ASAP Article, 10.1021/np800056m
Web Release Date: February 26,
2008 Copyright © 2008 American Chemical Society and American Society of Pharmacognosy
Interaction of a Cyclostreptin Analogue with the Microtubule Taxoid Site: The Covalent Reaction Rapidly Follows Binding⊥
Ruoli Bai,† Christopher D. Vanderwal,‡ J. Fernando Díaz,§ and Ernest Hamel*†
Toxicology and Pharmacology Branch, Developmental Therapeutics Program, Division of Cancer Treatment and Diagnosis, National Cancer Institute at Frederick, National Institutes of Health, Frederick, Maryland 21702, Department of Chemistry, University of California at Irvine, Irvine, California 92697, and Centro de Investigaciones Biológicas, Consejo Superior de Investigaciones Científicas, Madrid 28040, Spain
Received October 1, 2007
The natural product cyclostreptin reacts covalently and stoichiometrically with microtubules, at either of two amino acid residues of β-tubulin, Thr-218 or Asn-226, but much less extensively and only at Thr-218 in unpolymerized tubulin.
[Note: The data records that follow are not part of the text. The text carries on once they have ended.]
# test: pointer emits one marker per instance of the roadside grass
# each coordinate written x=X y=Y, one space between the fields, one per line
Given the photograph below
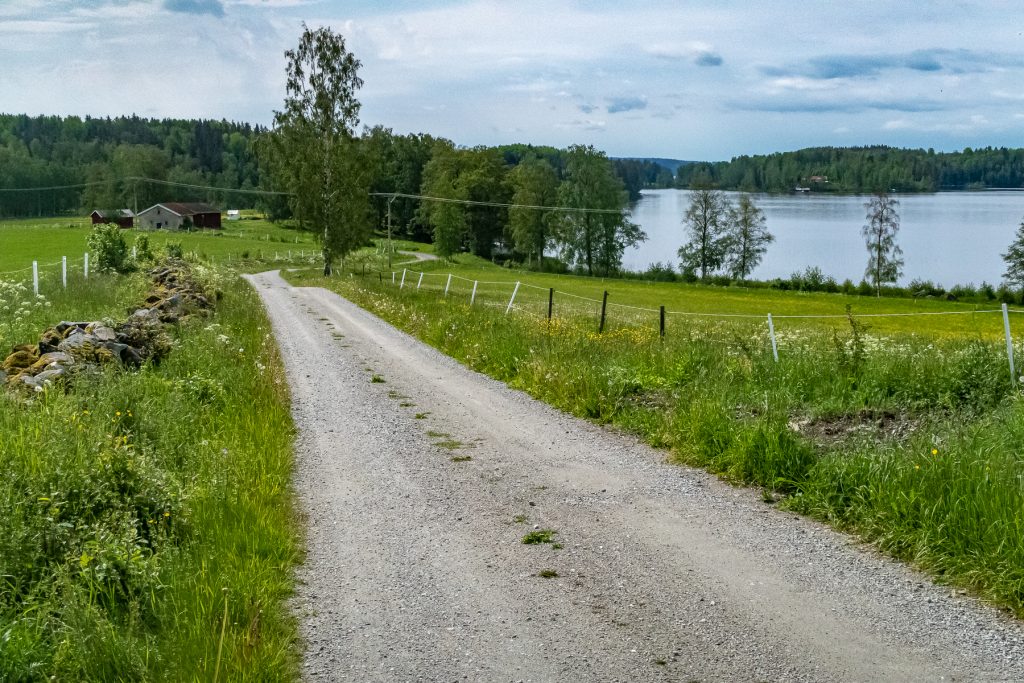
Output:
x=909 y=440
x=137 y=507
It was found that 8-acetylcyclostreptin (8AcCS) induces tubulin assembly in a manner almost identical with that of cyclostreptin. We therefore synthesized [14C-acetyl]8AcCS and studied the kinetics of its interaction with glutaraldehyde-stabilized microtubules and with unassembled tubulin. With the microtubules, we found that 8AcCS bound rapidly, with a minimal (unmeasurable with the radiolabeled analogue) lag prior to the occurrence of the covalent reaction. Apparent reaction rate constants for the overall reaction ranged from 6.2 × 102 M−1 s−1 at 0 °C to 5.6 × 103 M−1 s−1 at 20 °C. The rate constants obtained at 0 and 10 °C indicate an activation energy for the reaction of about 27 kcal/mol, while those obtained at 10 and 20 °C indicate an activation energy of about 7.7 kcal/mol. With the unpolymerized tubulin, we did find a minimal covalent reaction occurred without apparent microtubule assembly, but a substantial reaction only occurred following assembly. In conclusion, the radiolabeled 8AcCS shows that an extensive covalent interaction of ligand with tubulin requires microtubule assembly and that the covalent reaction occurs rapidly after the initial binding interaction.